Löffler [2]

[655] Löffler, 1) Ernst, dän. Geograph, geb. 28. Febr. 1835 in Kopenhagen, studierte hier 1854–59 Naturwissenschaften, bereiste Europa und ist seit 1866 Dozent für Geographie an der Universität Kopenhagen, seit 1888 Professor. Er veröffentlichte meist geographische Lehr- und Handbücher: »Handbog i geographien« (3. Aufl., Kopenh. 1883–85), »Omrids af geografien« (das. 1893–98, 2 Bde.) u.a.

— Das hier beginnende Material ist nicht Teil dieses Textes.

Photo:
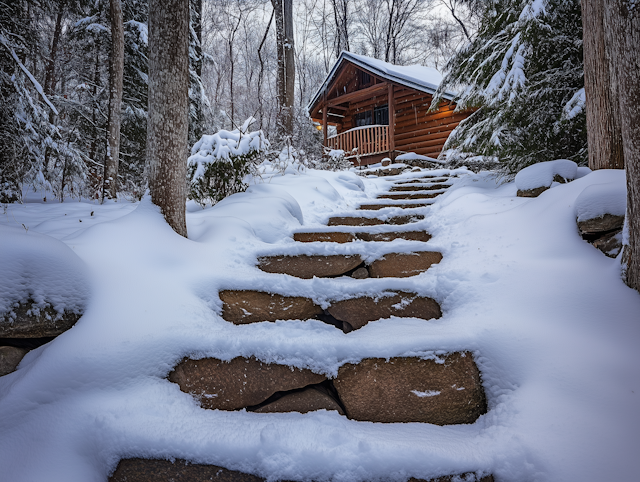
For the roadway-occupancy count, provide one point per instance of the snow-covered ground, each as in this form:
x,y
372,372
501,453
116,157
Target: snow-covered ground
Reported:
x,y
554,330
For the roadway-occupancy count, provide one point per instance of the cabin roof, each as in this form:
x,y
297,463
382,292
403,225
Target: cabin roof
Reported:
x,y
419,77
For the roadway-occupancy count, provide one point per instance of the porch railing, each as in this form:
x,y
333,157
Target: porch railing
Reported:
x,y
367,140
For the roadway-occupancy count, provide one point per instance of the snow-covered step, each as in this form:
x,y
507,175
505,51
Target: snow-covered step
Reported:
x,y
441,390
178,470
346,237
413,195
366,221
248,306
357,312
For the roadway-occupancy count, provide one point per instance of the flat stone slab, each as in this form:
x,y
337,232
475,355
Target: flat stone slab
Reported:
x,y
239,383
400,265
362,221
425,195
430,187
408,235
150,470
413,390
248,306
308,266
369,207
32,323
147,470
602,224
308,400
10,358
334,237
360,311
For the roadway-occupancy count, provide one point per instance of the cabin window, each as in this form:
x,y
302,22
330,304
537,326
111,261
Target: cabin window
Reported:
x,y
381,115
365,78
363,118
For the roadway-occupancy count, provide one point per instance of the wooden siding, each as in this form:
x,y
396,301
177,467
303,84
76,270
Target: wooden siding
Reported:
x,y
414,130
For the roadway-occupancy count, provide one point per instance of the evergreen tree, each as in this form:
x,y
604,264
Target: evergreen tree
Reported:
x,y
523,72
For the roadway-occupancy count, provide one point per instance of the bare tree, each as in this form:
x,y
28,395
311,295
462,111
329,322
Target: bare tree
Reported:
x,y
604,136
622,22
168,124
116,73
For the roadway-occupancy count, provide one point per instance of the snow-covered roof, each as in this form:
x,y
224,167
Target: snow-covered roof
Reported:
x,y
419,77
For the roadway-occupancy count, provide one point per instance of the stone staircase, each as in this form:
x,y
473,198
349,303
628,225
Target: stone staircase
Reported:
x,y
443,390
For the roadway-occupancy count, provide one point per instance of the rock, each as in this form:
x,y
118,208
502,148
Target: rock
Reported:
x,y
610,244
246,306
360,273
603,224
146,470
409,235
427,195
431,187
369,207
308,266
33,323
10,358
397,265
412,390
334,237
354,221
239,383
532,192
309,399
360,311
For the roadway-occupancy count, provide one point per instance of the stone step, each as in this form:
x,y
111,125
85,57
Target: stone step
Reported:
x,y
332,237
239,383
249,306
423,187
400,265
337,237
362,221
445,391
369,207
309,399
413,390
357,312
179,470
426,195
307,266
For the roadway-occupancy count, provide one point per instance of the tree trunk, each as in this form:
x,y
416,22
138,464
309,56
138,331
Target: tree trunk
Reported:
x,y
286,65
622,20
604,136
168,125
116,70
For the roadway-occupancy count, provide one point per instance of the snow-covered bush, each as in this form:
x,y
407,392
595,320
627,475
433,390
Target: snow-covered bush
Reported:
x,y
523,72
219,163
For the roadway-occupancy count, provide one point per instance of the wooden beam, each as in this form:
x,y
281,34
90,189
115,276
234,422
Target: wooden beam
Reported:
x,y
391,106
359,94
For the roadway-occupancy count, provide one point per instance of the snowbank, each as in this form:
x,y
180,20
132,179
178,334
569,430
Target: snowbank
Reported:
x,y
542,174
40,268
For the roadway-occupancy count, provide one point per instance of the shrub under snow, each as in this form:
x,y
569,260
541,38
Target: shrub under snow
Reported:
x,y
544,173
219,163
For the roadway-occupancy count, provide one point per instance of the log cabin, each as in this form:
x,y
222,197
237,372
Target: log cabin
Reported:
x,y
382,110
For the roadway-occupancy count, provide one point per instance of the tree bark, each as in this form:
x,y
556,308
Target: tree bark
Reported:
x,y
116,72
622,20
604,136
168,125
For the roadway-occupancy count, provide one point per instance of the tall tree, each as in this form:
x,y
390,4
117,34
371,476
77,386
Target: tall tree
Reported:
x,y
622,22
168,125
286,65
604,134
116,73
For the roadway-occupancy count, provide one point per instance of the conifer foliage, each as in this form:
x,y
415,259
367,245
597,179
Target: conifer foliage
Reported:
x,y
523,72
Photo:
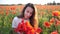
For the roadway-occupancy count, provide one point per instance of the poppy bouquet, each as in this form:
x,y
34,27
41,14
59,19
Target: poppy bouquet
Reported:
x,y
26,28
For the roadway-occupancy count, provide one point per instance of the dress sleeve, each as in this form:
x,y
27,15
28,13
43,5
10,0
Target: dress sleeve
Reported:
x,y
14,23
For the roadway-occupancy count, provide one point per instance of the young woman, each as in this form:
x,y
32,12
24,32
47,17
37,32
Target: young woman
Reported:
x,y
28,14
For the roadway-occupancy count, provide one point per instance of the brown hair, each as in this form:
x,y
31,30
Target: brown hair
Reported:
x,y
33,19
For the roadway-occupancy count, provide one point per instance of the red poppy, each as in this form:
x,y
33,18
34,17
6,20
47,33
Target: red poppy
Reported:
x,y
54,32
47,24
55,13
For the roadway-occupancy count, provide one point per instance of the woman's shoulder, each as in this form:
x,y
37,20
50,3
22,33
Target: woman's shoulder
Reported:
x,y
16,18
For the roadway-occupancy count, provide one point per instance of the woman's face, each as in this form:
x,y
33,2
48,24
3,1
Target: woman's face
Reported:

2) Friedrich, Hygieniker, geb. 24. Juni 1852 in Frankfurt a. O., studierte seit 1870 Medizin in Würzburg und Berlin, wurde Truppenarzt in Hannover und Potsdam und 1879 zum kaiserlichen Gesundheitsamt kommandiert. 1884 wurde er Stabsarzt beim Friedrich Wilhelms-Institut, 1886 habilitierte er sich als Privatdozent in Berlin, 1888 ging er als Professor der Hygiene nach Greifswald, und 1899 wurde er zum außerordentlichen, 1900 zum ordentlichen Mitglied des kaiserlichen Gesundheitsamtes ernannt. L. studierte auf Kochs Anregung die Immunitätsfrage und prüfte die Methoden der Milzbrandabschwächung. Sodann unternahm er mit Koch und Gaffky breit angelegte Untersuchungen über die Verwertbarkeit der Wasserdämpfe zu Desinfektionszwecken. Durch diese Arbeiten wurden die Grundregeln für die jetzt allgemein übliche Desinfektion gewonnen. Er zeigte zuerst, daß durch das Überstehen einer Bakterienkrankheit (Bazillus der Mäuseseptichämie) Immunität gegen spätere Infektion mit demselben Bazillus erlangt werden kann. 1882 entdeckte L. mit Schütz den Rotzbazillus, 1884 den Diphtheriebazillus, und in der Folge leitete er aus seinen Versuchen und Beobachtungen eine neue örtliche Behandlungsweise der Rachendiphtherie ab. L. entdeckte auch den Erreger des Schweinerotlaufs und der Schweineseuche, die er zuerst vom Schweinerotlauf unterschied, ferner den Erreger der Diphtherie der Kälber und der Tauben sowie 1891 den Bazillus des Mäusetyphus, den er, zuerst in Thessalien, zur Ausrottung der Mäuse im großen benutzte. Mit Uhlenhuth arbeitete er ein Verfahren zur Immunisierung gegen Maul- und Klauenseuche aus. Die bakteriologische Technik förderte er durch seine Beize, durch die über die Geißeln einzelner Bakterien neue Aufschlüsse gewonnen wurden. Er schrieb: »Vorlesungen über die geschichtliche Entwickelung der Lehre von den Bakterien« (1. Teil, bis 1873, Leipz. 1887); »Das Wasser und die Mikroorganismen« (in Weyls »Handbuch der Hygiene«, Bd. 24, Jena 1896); »Die Malariakrankheiten« (in Leyden und Klemperers »Deutscher Klinik«, Wien 1903); »Die Schutzimpfung gegen Maul- und Klauenseuche« (in der »Festschrift zum 60. Geburtstag von R. Koch«, Jena 1903).

Quelle:
Meyers Großes Konversations-Lexikon, Band 12. Leipzig 1908, S. 655.